The Error is as below: File "Grounding-Dino-FineTuning\groundingdino\util\inference.py" in Line number 37: model.load_state_dict(clean_state_dict(checkpoint["model"]), strict=False) KeyError: 'model'

Let me know how this issue can be rectified. Could the train.py script be missing something?

Asad-Ismail commented 8 months ago

Hi @tarunsk1998 thank you for pointing it out should be fixed now see this commit https://github.com/Asad-Ismail/Grounding-Dino-FineTuning/commit/757928cf0c94a55b6290bf92165d84453cf2363f#r138678714

tarunsk1998 commented 7 months ago

Hi @Asad-Ismail,

I tried the latest code, but faced a follow up issue while running the test.py file.

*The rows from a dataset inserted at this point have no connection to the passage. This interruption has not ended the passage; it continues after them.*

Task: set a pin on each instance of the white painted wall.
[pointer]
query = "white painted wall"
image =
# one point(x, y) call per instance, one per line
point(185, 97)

The below is the error, C:\venv\lib\site-packages\transformers\modeling_utils.py:993: FutureWarning: The device argument is deprecated and will be removed in v5 of Transformers. warnings.warn( Traceback (most recent call last): File "C:\Grounding-Dino-FineTuning\test.py", line 124, in process_video(model_weights=model_weights, model_config=model_config, File "C:\Grounding-Dino-FineTuning\test.py", line 90, in process_video boxes, logits, phrases = predict( File "C:\Grounding-Dino-FineTuning\groundingdino\util\inference.py", line 76, in predict outputs = model(image[None], captions=[caption]) File "C:\venv\lib\site-packages\torch\nn\modules\module.py", line 1501, in _call_impl return forward_call(*args, kwargs) File "C:\Grounding-Dino-FineTuning\groundingdino\models\GroundingDINO\groundingdino.py", line 303, in forward self.set_image_tensor(samples) File "C:\Grounding-Dino-FineTuning\groundingdino\models\GroundingDINO\groundingdino.py", line 212, in set_image_tensor self.features, self.poss = self.backbone(samples) File "C:\venv\lib\site-packages\torch\nn\modules\module.py", line 1501, in _call_impl return forward_call(*args, *kwargs) File "C:\Grounding-Dino-FineTuning\groundingdino\models\GroundingDINO\backbone\backbone.py", line 151, in forward xs = self0 File "C:\venv\lib\site-packages\torch\nn\modules\module.py", line 1501, in _call_impl return forward_call(args, kwargs) File "C:\Grounding-Dino-FineTuning\groundingdino\models\GroundingDINO\backbone\swin_transformer.py", line 716, in forward x = self.patch_embed(x) File "C:\venv\lib\site-packages\torch\nn\modules\module.py", line 1501, in _call_impl return forward_call(*args, *kwargs) File "C:\Grounding-Dino-FineTuning\groundingdino\models\GroundingDINO\backbone\swin_transformer.py", line 491, in forward x = self.proj(x) # B C Wh Ww File "C:\venv\lib\site-packages\torch\nn\modules\module.py", line 1501, in _call_impl return forward_call(args, **kwargs) File "C:\venv\lib\site-packages\torch\nn\modules\conv.py", line 463, in forward return self._conv_forward(input, self.weight, self.bias) File "C:\venv\lib\site-packages\torch\nn\modules\conv.py", line 459, in _conv_forward return F.conv2d(input, weight, bias, self.stride, RuntimeError: Input type (unsigned char) and bias type (float) should be the same

Let me know if this is a known issue and how I can rectified this issue.